Deborah Nelson, Associate Professor of English, Director of the Center for Gender Studies
Deborah Nelson is the author of Pursuing Privacy in Cold War America which interprets postwar confessional poetry and changing norms of self-disclosure in relation to Supreme Court decisions establishing the right to privacy and analyzes how shifting definitions of privacy transformed understandings of the citizen and public sphere. Her work has appeared in Feminist Studies and Home/Making: The Poetics and Politics of Home. She teaches courses on late 20th-century U.S. poetry and literature; cultural criticism, and gender theories.
Stuart Michaels, Assistant Director for Curriculum and Development, Center for Gender Studies, Undergraduate Program Chair
Stuart Michaels teaches core courses in gender and sexuality studies. In conjunction with the Curriculum Commitee chair, he is leading an initiative to review and develop the gender studies curricula. Michaels has conducted extensive research on AIDS and sexual behavior in both France and the United States, and he coauthored The Social Organization of Sexuality: Sexual Practices in the United States (University of Chicago, 1994).
Cathy J. Cohen, Professor of Political Science
Cathy Cohen is the author of The Boundaries of Blackness: AIDS and the Breakdown of Black Politics (University of Chicago Press, 1999) and the co-editor with Kathleen Jones and Joan Tronto of Women Transforming Politics: An Alternative Reader (NYU, 1997). Her work has been published in numerous journals and edited volumes including the American Political Science Review, GLQ, NOMOS and Social Text.
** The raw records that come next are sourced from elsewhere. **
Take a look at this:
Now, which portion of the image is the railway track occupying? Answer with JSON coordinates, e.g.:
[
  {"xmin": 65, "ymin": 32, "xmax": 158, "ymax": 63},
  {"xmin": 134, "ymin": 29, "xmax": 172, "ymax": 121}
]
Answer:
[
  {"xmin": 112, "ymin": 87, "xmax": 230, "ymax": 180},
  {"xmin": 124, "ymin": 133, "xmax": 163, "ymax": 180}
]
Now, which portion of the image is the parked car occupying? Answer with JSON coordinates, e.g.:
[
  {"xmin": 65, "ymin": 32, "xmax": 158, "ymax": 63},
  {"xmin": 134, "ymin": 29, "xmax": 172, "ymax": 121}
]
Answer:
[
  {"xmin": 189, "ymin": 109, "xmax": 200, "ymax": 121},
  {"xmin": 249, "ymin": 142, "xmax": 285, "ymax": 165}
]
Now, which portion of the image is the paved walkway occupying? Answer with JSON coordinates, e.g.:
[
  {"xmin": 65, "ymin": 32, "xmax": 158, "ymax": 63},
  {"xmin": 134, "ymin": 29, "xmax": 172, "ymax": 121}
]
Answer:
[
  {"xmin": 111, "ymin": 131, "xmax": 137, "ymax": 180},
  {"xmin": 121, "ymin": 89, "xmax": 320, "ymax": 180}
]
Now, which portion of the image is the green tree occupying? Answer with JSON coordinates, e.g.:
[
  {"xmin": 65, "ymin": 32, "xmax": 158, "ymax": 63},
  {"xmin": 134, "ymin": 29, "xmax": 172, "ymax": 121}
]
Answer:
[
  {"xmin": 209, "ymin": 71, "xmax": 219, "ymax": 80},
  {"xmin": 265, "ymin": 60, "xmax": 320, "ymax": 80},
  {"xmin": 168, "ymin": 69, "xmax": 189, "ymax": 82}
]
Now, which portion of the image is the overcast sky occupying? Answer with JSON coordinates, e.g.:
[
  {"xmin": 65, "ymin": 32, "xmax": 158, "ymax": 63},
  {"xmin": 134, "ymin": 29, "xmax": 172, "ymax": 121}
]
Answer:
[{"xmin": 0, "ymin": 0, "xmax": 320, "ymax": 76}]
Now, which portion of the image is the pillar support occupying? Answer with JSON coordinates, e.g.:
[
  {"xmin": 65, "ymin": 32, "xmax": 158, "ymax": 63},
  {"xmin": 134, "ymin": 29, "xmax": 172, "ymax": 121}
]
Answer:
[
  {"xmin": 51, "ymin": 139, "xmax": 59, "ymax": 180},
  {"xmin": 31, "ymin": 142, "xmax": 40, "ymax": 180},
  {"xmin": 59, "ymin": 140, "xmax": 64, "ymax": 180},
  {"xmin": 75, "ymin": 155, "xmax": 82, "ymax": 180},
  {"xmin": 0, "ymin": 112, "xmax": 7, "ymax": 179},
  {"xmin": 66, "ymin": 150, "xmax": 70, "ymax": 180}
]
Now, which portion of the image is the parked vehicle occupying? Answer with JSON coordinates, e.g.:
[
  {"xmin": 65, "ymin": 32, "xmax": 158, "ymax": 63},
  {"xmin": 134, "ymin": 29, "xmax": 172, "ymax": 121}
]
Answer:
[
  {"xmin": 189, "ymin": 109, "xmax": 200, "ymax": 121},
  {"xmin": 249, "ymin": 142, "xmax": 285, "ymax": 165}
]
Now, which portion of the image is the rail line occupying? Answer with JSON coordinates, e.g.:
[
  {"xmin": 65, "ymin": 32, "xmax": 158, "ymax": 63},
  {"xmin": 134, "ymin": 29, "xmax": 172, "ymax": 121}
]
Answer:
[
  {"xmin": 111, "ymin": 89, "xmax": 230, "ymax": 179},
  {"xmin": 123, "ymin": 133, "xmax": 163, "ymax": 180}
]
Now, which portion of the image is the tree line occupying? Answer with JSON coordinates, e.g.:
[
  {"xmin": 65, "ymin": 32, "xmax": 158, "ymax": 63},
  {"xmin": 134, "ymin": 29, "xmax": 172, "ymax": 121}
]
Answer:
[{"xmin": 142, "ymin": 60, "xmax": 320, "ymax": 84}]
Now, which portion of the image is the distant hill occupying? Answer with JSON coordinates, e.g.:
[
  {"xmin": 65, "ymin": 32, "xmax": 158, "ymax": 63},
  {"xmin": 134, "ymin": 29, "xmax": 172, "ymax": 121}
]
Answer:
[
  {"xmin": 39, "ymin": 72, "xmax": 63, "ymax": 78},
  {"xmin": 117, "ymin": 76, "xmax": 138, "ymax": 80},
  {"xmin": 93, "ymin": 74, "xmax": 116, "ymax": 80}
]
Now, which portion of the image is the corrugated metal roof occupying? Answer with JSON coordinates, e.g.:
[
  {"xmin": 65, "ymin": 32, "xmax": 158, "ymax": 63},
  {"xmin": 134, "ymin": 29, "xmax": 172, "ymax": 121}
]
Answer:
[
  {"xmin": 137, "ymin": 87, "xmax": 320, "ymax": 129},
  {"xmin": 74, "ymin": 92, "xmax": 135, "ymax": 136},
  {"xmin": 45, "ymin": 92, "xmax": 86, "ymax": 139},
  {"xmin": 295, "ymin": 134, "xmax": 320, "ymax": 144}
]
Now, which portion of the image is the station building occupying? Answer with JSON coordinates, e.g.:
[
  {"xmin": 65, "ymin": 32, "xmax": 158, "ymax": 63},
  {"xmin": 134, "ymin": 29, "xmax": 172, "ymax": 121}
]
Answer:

Cohen is also co-editor with Frederick Harris of a new book series from Oxford Press entitled "Transgressing Boundaries: Studies in Black Politics and Black Communities." Her general field of specialization is American politics, although her research interests include African-American politics, women and politics, lesbian and gay politics, and social movements.
Bertram J. Cohler, Professor, The Committee on Human Development, The Departments of Psychology and Psychiatry, and the Committee on Interdisciplinary Studies in the Humanities
Bertram Cohler is the first author (together with Robert Galatzer-Levy) of The Course of Lesbian and Gay Lives: Social and Psychoanalytic Perspectives (Chicago, 2000) and is completing a manuscript, Writing Desire: Social Change and Life-Writing Among Men Having Sex with Other Men. His most recent work focuses on aging and life-course among self-identified gay men, social change and the course of gay and lesbian lives, and gay and lesbian family studies. He is presently on the editorial board and book review editor of the Journal of LGBT Family Studies. A graduate psychoanalyst (The Institute for Psychoanalysis, Chicago) Cohler is also on the editorial board of The Journal of Gay and Lesbian Psychotherapy and a former member of the Committee on Homosexuality of the American Psychoanalytic Association. Cohler is a former Board member of Horizons Community Services in Chicago and presently serves as a volunteer psychotherapist and supervisor for Horizons Psychotherapy Services.
Raúl Coronado, Assistant Professor of English
Raúl Coronado is currently working on his book manuscript "Competing American Modernities: Politics, Publishing, and the Making of U.S.-Mexican Literary Culture" which historicizes and theorizes nineteenth-century Mexican borderland publications and the creation and specialization of genres (e.g., journalism, history, ethnography, fiction). His manuscript began--and is part of--a larger project to historicize the emergence of queer Chicana/o subjectivities in the 20th century. His publications include: “Bringing It Back Home: Desire, Jotos, Men, and the Sexual/Gender Politics of Chicana and Chicano Studies” in The Chicana/o Cultural Studies Reader, ed. Angie Chabram-Dernersesian, forthcoming; “Selena’s Good Buy: Texas Mexicans, History, and Selena Meet Transnational Capitalism" in Aztlán: The Journal of Chicano/a Studies 26.1 (Spring 2001); and “Unthinkable Bodies (Un)Made: Notes Towards a Historicizing of Chicana/o Sexuality” in Expanding Raza World Views: Sexuality and Regionalism.
Agnes Lugo-Ortiz, Associate Professor of Romance Languages and Literatures
Agnes Lugo-Ortiz is a specialist in nineteenth-century Latin American literature and in nineteenth- and twentieth-century Caribbean cultural history. Her work, including her book Identidades imaginadas: Biografía y nacionalidad en el horizonte de la Guerra (Cuba 1860-1898), focuses on the relationship between cultural production and the formation of modern socio-political identities. She is the author of numerous essays analyzing the interconnections between queer sexualities, gender and anti-colonial politics in twentieth-century Puerto Rico, including “Nationalism, Male Anxiety and the Lesbian Body in Puerto Rican Narrative” in Hispanisms and Homosexualities, and “Community at its Limits: Silence, Orality, Law and the Homosexual Body in Luis Rafael Sánchez’s ‘¡Jum!’” in ¿Entiendes? Queer Readings, Hispanic Writings. She is also one of the co-editors of Herencia. The Anthology of Hispanic Literature of the United States (Oxford UP, 2002), and of En otra voz. Antología de la literatura hispana de los Estados Unidos (Arte Público Press, 2002).
Rebecca Zorach, Assistant Professor of Art History
Rebecca Zorach is Assistant professor of Art History and has worked on gender and sexuality in French and Italian Renaissance art, including articles on "Sodomy and the Scandal of Style in Sixteenth-Century France" (in the Journal of Medieval and Early Modern Studies) and "Desiring Things" (in a special issue of the journal Art History also published as a book, Other Objects of Desire: Collectors and Collecting Queerly, edited by Michael Camille and Adrian Rifkin). Her interests also include contemporary art and film and critical theory.